Face à la menace d’une explosion de colère parmi les travailleurs sur la fin amère d’une guerre profondément impopulaire, il revient une fois de plus à Jeremy Corbyn et à la «gauche» travailliste d’essayer de calmer les choses.

L’ancien président de la coalition «Arrêter la guerre» a publié hier son premier et unique tweet anodin, acceptant le récit selon lequel les deux décennies de guerre visaient à «assurer la sécurité du peuple afghan et à empêcher la propagation du terrorisme», mais avait échoué.

Il a ajouté: «La guerre contre le terrorisme et l’utilisation irréfléchie de la force par ses architectes pour régler des problèmes politiques complexes ont eu des coûts humains profonds, innombrables et inacceptables», tout en omettant avec tact de mentionner que l’un de ces architectes, comme de la guerre illégale contre l’Irak qui a suivi, était son prédécesseur à la tête du parti travailliste, Blair.

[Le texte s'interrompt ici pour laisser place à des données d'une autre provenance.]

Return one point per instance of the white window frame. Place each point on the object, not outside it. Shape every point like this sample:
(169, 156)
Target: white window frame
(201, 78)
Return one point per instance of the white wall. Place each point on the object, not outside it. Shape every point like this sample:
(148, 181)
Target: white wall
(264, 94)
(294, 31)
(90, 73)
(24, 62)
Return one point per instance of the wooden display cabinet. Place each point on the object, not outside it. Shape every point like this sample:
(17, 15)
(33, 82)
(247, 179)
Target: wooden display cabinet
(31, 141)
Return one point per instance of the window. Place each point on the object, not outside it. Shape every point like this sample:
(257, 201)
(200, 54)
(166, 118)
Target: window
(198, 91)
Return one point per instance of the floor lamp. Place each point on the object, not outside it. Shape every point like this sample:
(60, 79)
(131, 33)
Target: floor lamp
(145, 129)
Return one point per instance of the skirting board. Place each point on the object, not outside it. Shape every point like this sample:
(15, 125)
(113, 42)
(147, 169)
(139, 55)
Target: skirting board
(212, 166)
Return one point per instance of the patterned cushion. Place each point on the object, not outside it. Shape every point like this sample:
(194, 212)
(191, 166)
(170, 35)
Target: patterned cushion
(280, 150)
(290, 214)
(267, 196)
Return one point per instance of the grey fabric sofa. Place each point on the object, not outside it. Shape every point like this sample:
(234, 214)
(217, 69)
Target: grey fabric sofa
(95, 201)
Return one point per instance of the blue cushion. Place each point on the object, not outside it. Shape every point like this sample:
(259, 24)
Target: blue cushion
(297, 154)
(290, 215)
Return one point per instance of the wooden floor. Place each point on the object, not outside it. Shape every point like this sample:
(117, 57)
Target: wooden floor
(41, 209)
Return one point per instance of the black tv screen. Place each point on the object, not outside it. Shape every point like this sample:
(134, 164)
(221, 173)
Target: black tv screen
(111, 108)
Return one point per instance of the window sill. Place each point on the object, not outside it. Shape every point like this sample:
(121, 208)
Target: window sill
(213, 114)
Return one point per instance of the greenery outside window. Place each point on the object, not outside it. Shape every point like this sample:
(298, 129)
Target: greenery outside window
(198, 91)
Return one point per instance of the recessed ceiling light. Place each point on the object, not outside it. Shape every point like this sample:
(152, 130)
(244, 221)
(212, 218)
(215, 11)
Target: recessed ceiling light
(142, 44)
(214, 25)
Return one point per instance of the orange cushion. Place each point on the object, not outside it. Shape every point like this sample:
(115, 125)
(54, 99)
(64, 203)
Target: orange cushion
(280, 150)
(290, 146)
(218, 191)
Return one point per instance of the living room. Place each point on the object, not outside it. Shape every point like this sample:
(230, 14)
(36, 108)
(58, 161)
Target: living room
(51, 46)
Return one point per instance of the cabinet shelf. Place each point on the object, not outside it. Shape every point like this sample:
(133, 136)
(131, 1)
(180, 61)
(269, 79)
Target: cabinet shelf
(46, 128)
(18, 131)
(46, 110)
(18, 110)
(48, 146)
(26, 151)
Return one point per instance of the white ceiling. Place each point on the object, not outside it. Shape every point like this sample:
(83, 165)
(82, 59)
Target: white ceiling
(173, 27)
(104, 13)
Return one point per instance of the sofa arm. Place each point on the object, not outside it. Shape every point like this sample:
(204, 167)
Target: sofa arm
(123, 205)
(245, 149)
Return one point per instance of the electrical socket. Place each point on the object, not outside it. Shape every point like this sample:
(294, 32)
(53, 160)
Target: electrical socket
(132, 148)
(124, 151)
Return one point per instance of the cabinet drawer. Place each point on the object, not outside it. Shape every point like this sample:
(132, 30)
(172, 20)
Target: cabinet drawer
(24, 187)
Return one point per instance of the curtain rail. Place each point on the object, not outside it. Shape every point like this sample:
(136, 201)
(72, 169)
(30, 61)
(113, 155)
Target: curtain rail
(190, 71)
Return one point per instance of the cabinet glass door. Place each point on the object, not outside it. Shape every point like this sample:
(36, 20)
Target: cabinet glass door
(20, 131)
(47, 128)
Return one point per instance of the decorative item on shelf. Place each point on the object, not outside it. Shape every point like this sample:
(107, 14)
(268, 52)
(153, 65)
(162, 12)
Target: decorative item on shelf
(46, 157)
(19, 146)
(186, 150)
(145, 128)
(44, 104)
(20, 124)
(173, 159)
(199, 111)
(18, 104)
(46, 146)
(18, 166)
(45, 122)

Lorsqu’il rejoindra les partisans de Blair dans le débat parlementaire d’aujourd’hui, le message de Corbyn consistera à appeler «le Royaume-Uni à jouer son rôle dans un effort diplomatique robuste qui engage les puissances régionales à assurer la stabilité» – une position indiscernable de celle qui sera avancée par Johnson.